The three Wyrd Sisters are creepier than ever, in white old-timey nurse’s uniforms akin to nun’s habits with black holes for faces. They wear green rubber gloves, and the large red crosses on their chests are drawn with smeared blood. Their voices echo through the speakers as they plunge their hands into corpses’ chests to get at the good stuff.

Played by Stacy Ross, Delia MacDougall and Omozé Idehenre, the witches are, of course, what set everything in motion with their prophecy that Macbeth will rise quickly from minor lord to king, spurring him—and perhaps more importantly, his wife—to scheme speedy regicide to make the prediction come true, and then more murders to keep Macbeth’s new throne secure.

Jud Williford makes a marvelously believable and all too human Macbeth, earnestly flabbergasted at the prophecy of his sudden rise from a minor lord to king, but quickly drunk on previously unthought-of ambition.
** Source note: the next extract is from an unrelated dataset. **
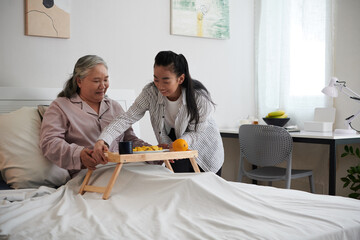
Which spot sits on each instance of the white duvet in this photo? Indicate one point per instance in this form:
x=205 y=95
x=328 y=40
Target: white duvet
x=150 y=202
From then he’s a bundle of nerves, never confident for long in his course or secure in his position. The image of a tracksuit-clad Macbeth making himself a sandwich with mayonnaise while fretting over whether he can bring himself to kill the king is amusing on the face of it, but it also strikes home with how real it feels.

Ross is a grippingly driven Lady Macbeth, all wound up with nervous energy that’s as keenly focused as her husband’s is wavering. There’s never a moment with her formidable Lady M that doesn’t feel chillingly authentic, and Ross’s take on the famous sleepwalking scene late in the play gives a well-worn monologue new urgency.

Craig Marker is a strong, soldierlike Macduff, powerful in grief and moral outrage, and Nicholas Pelczar makes a likeably sincere and cautious Banquo and a loathsomely sadistic Lennox. As Malcolm, King Duncan’s son and rightful heir, Nick Childress is amusing in silent carousing with an expressive Marissa Keltie as his non-speaking girlfriend as but is far too callow in his big speech. MacDougall proves a surprisingly sturdy bureaucrat as Ross, and Idehenre makes a sympathetic Lady Macduff. James Carpenter is an unusually compelling Porter, although more somber than comical (which is just as well, because his knock-knock jokes are awfully hard to pull off), and shines in a series of smaller roles from the murdered king to a ghoulish murderer to an unctuous cardinal.

A few of the shifts in tone between scenes feel sudden in Joel Sass’s staging (particularly from the murder to the festive coronation), making the story feel rushed even when it’s moving along at a normal pace, but overall the horror-movie atmosphere works marvelously with the play. Even its most over-the-top elements are impressively effective. No matter how many dozens of times I’ve seen this play, for example, it had never occurred to me that one particular conversation between lords could be played as a torture scene.

At intermission it seemed like a few audience members weren’t having it. “It’s like, ‘Look at how clever we are!’” one guy harrumphed on the way to the shiny new restrooms. “Why are we in Dr. Jekyll and Mr. Hyde’s laboratory?” said someone who may or may not have been the same guy as I passed by a little later. I couldn’t disagree more. I wasn’t a fan of Sass’s Pericles with Cal Shakes two years ago, but this Macbeth‘s ghoulish modern touches are certainly noticeable but for the most part serve the play more than distract from it.

For anyone who knows the play it’s more than a little jarring when one of its most famous speeches is skipped over, which distracts from the climactic bits immediately following where it would normally be. During these dramatic death scenes you might wind up thinking, “Yeah, this is great stuff, but what the heck just happened?” When the speech does finally come in its rearranged position, it’s hauntingly effective and reinforces the spooky atmosphere of the whole production.  It’s just a shame that it sacrifices some of power of the usual climax of the play amid the confusion on the way there.

Macbeth
Through September 12
Bruns Memorial Amphitheatre
100 California Shakespeare Theater Way
Orinda, CA
www.calshakes.org

Show #86 of 2010, attended August 21.